US 12,294,582 B2
	Communication network resilience based on distributed multi-agent q-learning algorithm
Lan Kim Nguyen, Mission Viejo, CA (US); Elsa Newman Schaefer, Fairfax, VA (US); and Robert Arthur Hughes, Jr., Bayfield, CO (US)
Assigned to KBR WYLE SERVICES, LLC, Houston, TX (US)
Filed by KBR Wyle Services, LLC, Houston, TX (US)
Filed on Jun. 1, 2023, as Appl. No. 18/327,347.
Claims priority of provisional application 63/354,410, filed on Jun. 22, 2022.
Claims priority of provisional application 63/348,816, filed on Jun. 3, 2022.
Prior Publication US 2023/0396623 A1, Dec. 7, 2023
Int. Cl. H04L 41/046 (2022.01); H04L 9/40 (2022.01); H04L 41/16 (2022.01)

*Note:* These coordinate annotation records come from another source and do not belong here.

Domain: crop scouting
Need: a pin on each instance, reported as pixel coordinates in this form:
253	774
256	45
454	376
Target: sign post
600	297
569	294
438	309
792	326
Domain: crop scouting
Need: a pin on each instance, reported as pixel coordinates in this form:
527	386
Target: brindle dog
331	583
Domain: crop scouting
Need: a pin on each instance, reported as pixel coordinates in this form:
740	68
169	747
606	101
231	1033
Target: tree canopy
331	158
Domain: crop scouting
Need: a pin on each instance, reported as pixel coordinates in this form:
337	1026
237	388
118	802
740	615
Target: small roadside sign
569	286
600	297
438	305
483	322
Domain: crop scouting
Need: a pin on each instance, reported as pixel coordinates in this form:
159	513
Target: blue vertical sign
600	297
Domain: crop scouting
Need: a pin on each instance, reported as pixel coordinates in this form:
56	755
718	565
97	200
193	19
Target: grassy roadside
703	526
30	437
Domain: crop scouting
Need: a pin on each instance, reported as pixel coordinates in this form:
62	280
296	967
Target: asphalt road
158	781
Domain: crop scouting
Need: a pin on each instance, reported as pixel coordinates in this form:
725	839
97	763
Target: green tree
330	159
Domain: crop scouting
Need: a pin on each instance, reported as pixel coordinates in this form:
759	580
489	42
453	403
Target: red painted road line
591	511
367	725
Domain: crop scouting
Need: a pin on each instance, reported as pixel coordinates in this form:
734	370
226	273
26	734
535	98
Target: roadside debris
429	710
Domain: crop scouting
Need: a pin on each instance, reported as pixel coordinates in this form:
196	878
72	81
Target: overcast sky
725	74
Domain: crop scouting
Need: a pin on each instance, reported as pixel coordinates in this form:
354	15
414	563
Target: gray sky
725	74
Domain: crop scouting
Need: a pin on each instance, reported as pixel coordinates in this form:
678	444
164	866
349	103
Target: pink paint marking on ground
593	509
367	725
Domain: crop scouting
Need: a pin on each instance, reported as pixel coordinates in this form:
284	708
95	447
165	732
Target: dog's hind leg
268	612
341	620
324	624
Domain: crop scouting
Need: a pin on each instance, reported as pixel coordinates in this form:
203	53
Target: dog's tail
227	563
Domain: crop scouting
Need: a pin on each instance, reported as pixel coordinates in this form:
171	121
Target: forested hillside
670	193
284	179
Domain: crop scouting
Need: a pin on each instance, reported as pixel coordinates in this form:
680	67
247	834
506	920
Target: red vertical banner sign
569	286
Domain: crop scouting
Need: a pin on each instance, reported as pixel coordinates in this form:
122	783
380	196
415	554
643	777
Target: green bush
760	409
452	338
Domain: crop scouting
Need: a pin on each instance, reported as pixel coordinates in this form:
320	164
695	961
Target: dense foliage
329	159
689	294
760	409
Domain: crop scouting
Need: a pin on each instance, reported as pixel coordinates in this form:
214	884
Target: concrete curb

CPC H04L 63/101 (2013.01) [H04L 41/046 (2013.01); H04L 41/16 (2013.01); H04L 63/108 (2013.01)]

20 Claims

1. A method for strengthening communication network resilience, comprising, at a source agent of the communication network:

accessing an access list comprising communication relay agents available to the source agent;

accessing a Q-table, from among a plurality of Q-tables, that corresponds to the communication relay agents available to the source agent, wherein each entry in the Q-table indicates a predicted reward for transitioning from a first relay agent of the communication relay agents to a second relay agent of the communication relay agents at a specified time slot;

transitioning from communicating via a current communication relay agent to communicating via a new communication relay agent at a time slot, wherein the new communication relay agent is determined based on a set of entries in the Q-table, wherein the set of entries comprises entries in the Q-table corresponding to transitioning from the current communication relay agent to each of the communication relay agents at the time slot;

receiving data indicative of an actual reward for transitioning to the new communication relay agent; and

updating the entry in the Q-table corresponding to the transition from the current communication relay agent to the new communication relay agent at the time slot based on the received data indicative of the actual reward.